Add the JitPack repository and the dependency:
<repositories>
<repository>
<id>jitpack.io</id>
<url>https://jitpack.io</url>
</repository>
</repositories>
<dependency>
<groupId>com.qtsurfer</groupId>
<artifactId>api-client-java</artifactId>
<version>x.x.x</version>
</dependency>For Gradle:
repositories { maven { url 'https://jitpack.io' } }
dependencies { implementation 'com.qtsurfer:api-client-java:x.x.x' }Once published to Central, the coordinate will be com.qtsurfer:api-client-java:x.x.x.
import com.qtsurfer.api.client.api.ExchangeApi;
import com.qtsurfer.api.client.invoker.ApiClient;
import com.qtsurfer.api.client.model.Exchange;
import java.util.List;
ApiClient client = new ApiClient();
client.updateBaseUri("https://api.qtsurfer.com/v1");
client.setRequestInterceptor(builder ->
builder.header("Authorization", "Bearer " + System.getenv("QTSURFER_TOKEN")));
ExchangeApi exchanges = new ExchangeApi(client);
List<Exchange> result = exchanges.getExchanges();Every endpoint above expects a short-lived JWT in Authorization: Bearer ….
Exchange a long-lived API key for one via AuthApi.auth():
import com.qtsurfer.api.client.api.AuthApi;
import com.qtsurfer.api.client.invoker.ApiClient;
import com.qtsurfer.api.client.model.AuthTokenResponse;
ApiClient apikeyClient = new ApiClient();
apikeyClient.updateBaseUri("https://api.qtsurfer.com/v1");
apikeyClient.setRequestInterceptor(builder ->
builder.header("X-API-Key", System.getenv("QTSURFER_APIKEY")));
AuthTokenResponse token = new AuthApi(apikeyClient).auth();
String jwt = token.getAccessToken(); // feed to a Bearer-authed ApiClientFor production use, prefer the com.qtsurfer:sdk
auth(apikey) helper — it returns an AuthenticatedClient that refreshes the
JWT transparently, reads QTSURFER_APIKEY from the environment, and supports
pluggable token stores so callers don't reinvent that plumbing.
| API class | Methods |
|---|---|
AuthApi |
auth() — exchange API key for a short-lived JWT |
ExchangeApi |
getExchanges(), getInstruments(exchangeId) |
ExchangeBinaryDownloads |
getTickersHour(...), getKlinesHour(...) — Lastra/Parquet streams (manual; see note below) |
StrategyApi |
postStrategy(body, xCompileAsync), getStrategyStatus(strategyId) |
BacktestingApi |
prepareBacktesting, getPreparationStatus, executeBacktesting, cancelExecution, getExecutionResult |
All generated model types (Exchange, InstrumentDetail, JobState, BacktestJobResult, ResultMap, ResponseError, …) live under com.qtsurfer.api.client.model.
These endpoints return raw Lastra bytes (default) or Parquet (format=parquet).

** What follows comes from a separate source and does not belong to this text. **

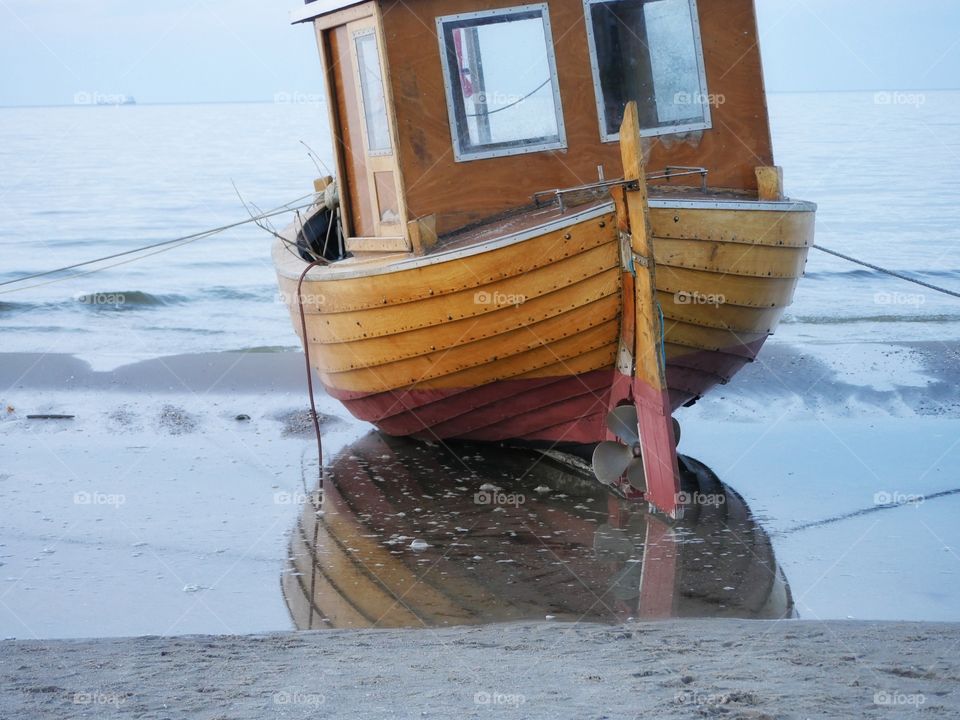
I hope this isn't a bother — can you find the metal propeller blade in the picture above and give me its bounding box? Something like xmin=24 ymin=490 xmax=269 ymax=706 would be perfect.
xmin=627 ymin=457 xmax=647 ymax=492
xmin=607 ymin=405 xmax=640 ymax=445
xmin=593 ymin=440 xmax=634 ymax=485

The auto-generated ExchangeApi.getExchangeTickersHour / getExchangeKlinesHour methods are unusable for binary payloads — openapi-generator's native library decodes the body as UTF-8 and feeds it to Jackson, which corrupts the bytes. Use ExchangeBinaryDownloads instead:
import com.qtsurfer.api.client.binary.ExchangeBinaryDownloads;
import com.qtsurfer.api.client.binary.ExchangeBinaryDownloads.Format;
ExchangeBinaryDownloads downloads = new ExchangeBinaryDownloads(client);
try (var in = downloads.getTickersHour("binance", "BTC", "USDT", "2026-01-15T10")) {
Files.copy(in, Path.of("BTC_USDT_2026-01-15_h10.lastra"));
}
try (var in = downloads.getKlinesHour("binance", "BTC", "USDT", "2026-01-15T10", Format.PARQUET)) {
// feed into Apache Parquet, DuckDB, etc.
}The class reuses the ApiClient's HttpClient and request interceptor, so any Authorization header set at the client level applies automatically.

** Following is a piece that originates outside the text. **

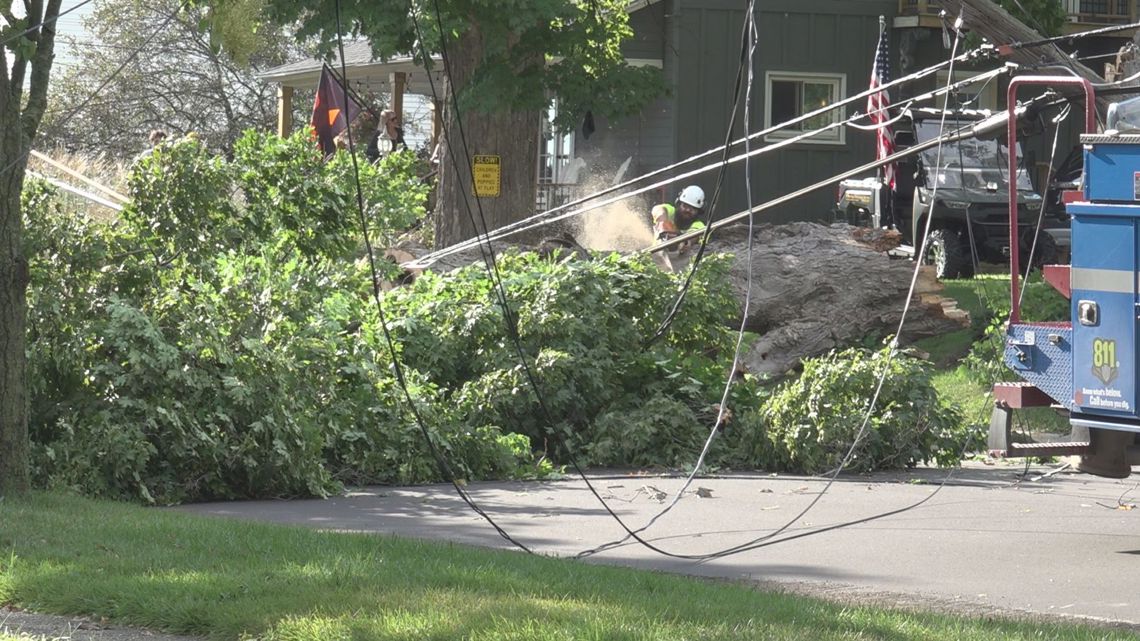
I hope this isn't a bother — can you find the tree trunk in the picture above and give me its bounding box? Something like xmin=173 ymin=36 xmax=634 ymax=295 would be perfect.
xmin=0 ymin=132 xmax=29 ymax=496
xmin=435 ymin=27 xmax=540 ymax=248
xmin=709 ymin=222 xmax=969 ymax=376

ApiClient exposes the underlying HttpClient.Builder and an ObjectMapper, plus hooks for request/response interceptors.
client.updateBaseUri("https://api.qtsurfer.com/v1");
client.setRequestInterceptor(builder ->
builder.header("Authorization", "Bearer " + token)

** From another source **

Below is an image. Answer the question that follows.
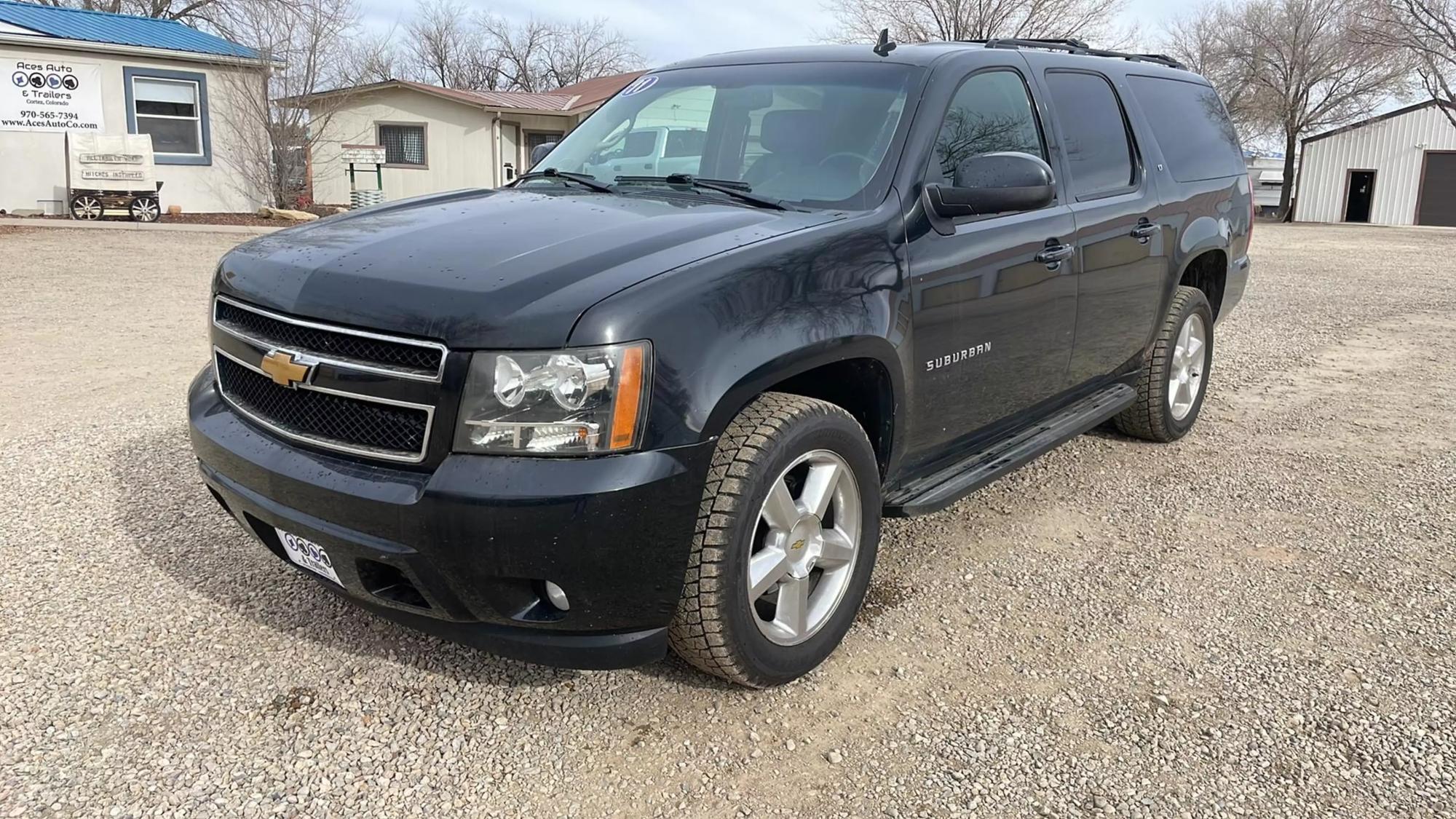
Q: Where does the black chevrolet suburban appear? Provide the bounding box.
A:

.header("X-Request-Id", UUID.randomUUID().toString()));
client.setResponseInterceptor(response ->
log.debug("HTTP {} {}", response.statusCode(), response.uri()));Generated sources are produced by the openapi-generator-maven-plugin during the generate-sources phase and compiled from target/generated-sources/openapi. To regenerate:
mvn -B clean generate-sourcesThe input spec URL is configured in pom.xml (openapi.spec.url property). Point it to a tag or commit for reproducible builds.
| Command | Description |
|---|---|
mvn verify |
Fetch spec, generate, compile, run tests, build jar + sources + javadoc |
mvn clean |
Remove target/ |
Apache-2.0 — see LICENSE.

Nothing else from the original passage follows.